At one point of In the Wake the lead character goes from seemingly having no job to speaking at Harvard. It's never clear how that happened. The lights faded on one scene, and when they came back up she is at an Ivy. I thought an explanation would be forthcoming, but it never was. I guess we were supposed to assume that she wrote a book that was amazingly successful. Later on, it seems like she has been successful for years. I don't know how that happened. I wish I did because when this type of basic detail is missing, I am taken out of what is going on onstage. It is hard to be emotionally invested in characters when you don't understand where they are in life.
After the Revolution does a better job on that front -- there are no huge gaps. Some of it is a little perplexing, but, it's essentially all there. And it's generally good. What is missing is the added element that makes you care about the people you're watching. You have this main character who comes off naive and whiny (much like the lead character in In the Wake, but sadly without In the Wake's noteworthy lead performance by Marin Ireland). The supporting characters are more appealing and sympathetic, but none of them are drawn completely enough to make you really feel for them. There are three characters -- portrayed by Marc Blum, Mare Winningham (who I wish would do 100 more plays) and Meredith Holzman -- that are sort of stock in the middle for much of the play; those are the characters I felt for most. That is problematic, for one wishes to be fully invested in the central characters.
Perhaps it is that these plays were intended to aim more at the head than at the heart. But I don't think so. In In the Wake, the lead character takes to the lip of the stage (breaking the fourth wall as is common in Lisa Kron plays) and sort of esoterically rambles. I believe this strategy is employed to get you more invested in the character, but if anything it made me zone out. Now, I write this as a Lisa Kron fan, a supporter of Well and 2.5 Minute Ride. I write this as someone who found aspects of In the Wake enjoyable. But I also write this as someone who sat there confused at many points of the show. The more you care about the people in the show, the less confused you are going to be because you will be willing to forgive little lapses in the name of moving forward with these people. I wasn't in a forgiving mood 2 1/2 hours into In the Wake. I stopped being interested in how the characters' political views were shaping their everyday life. After the Revolution, for all its strengths, likewise didn't totally hold my attention.
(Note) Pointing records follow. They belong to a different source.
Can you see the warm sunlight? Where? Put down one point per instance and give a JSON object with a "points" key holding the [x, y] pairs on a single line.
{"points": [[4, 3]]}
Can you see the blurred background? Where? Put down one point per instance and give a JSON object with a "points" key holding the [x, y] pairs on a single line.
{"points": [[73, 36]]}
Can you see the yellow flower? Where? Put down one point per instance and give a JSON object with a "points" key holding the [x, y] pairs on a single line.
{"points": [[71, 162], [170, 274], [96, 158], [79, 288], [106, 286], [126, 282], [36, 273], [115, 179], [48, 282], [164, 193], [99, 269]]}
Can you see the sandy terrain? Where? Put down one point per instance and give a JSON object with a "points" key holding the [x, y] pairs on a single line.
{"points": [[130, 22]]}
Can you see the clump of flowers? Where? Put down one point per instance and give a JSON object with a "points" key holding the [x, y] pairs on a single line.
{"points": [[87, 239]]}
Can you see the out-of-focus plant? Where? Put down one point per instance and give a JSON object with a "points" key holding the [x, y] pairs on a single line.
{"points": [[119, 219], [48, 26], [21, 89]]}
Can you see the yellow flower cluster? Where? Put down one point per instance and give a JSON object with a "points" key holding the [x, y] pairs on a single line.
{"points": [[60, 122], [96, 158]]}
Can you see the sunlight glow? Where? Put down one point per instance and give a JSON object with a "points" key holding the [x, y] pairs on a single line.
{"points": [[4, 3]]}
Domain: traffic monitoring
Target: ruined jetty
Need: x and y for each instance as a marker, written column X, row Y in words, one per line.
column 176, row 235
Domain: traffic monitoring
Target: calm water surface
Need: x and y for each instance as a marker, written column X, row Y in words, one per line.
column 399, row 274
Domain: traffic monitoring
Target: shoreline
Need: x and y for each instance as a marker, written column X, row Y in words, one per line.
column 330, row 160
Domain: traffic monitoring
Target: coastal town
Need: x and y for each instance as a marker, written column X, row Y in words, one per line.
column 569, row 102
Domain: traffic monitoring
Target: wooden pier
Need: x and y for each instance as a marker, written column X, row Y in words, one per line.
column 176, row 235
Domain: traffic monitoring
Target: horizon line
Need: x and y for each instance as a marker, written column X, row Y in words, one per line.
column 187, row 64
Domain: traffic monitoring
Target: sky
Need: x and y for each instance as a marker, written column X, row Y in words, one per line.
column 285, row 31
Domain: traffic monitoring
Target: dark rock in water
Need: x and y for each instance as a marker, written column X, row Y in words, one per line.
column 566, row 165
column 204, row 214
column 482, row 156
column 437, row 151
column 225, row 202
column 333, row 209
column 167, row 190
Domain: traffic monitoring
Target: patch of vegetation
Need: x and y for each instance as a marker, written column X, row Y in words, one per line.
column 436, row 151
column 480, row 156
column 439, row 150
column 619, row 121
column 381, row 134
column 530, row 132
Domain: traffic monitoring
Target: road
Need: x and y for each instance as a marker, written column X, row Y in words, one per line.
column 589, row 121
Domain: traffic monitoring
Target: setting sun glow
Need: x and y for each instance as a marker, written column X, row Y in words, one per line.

I was lost somewhere in the cerebral hemispheres for a time towards the end and, when I returned to the action, the play was over.
This all leaves me wondering if these two plays are just flukes or evidence of a movement towards political statement plays. (Though I know I am going to get emails saying neither of them are political statement plays.) At the basic level, I believe both these dramas are about the need to compromise and modify one's ideology in light of the people in your life and the times you live in. That is a worthy message. It's just the method of communicating it that leaves me slightly cold.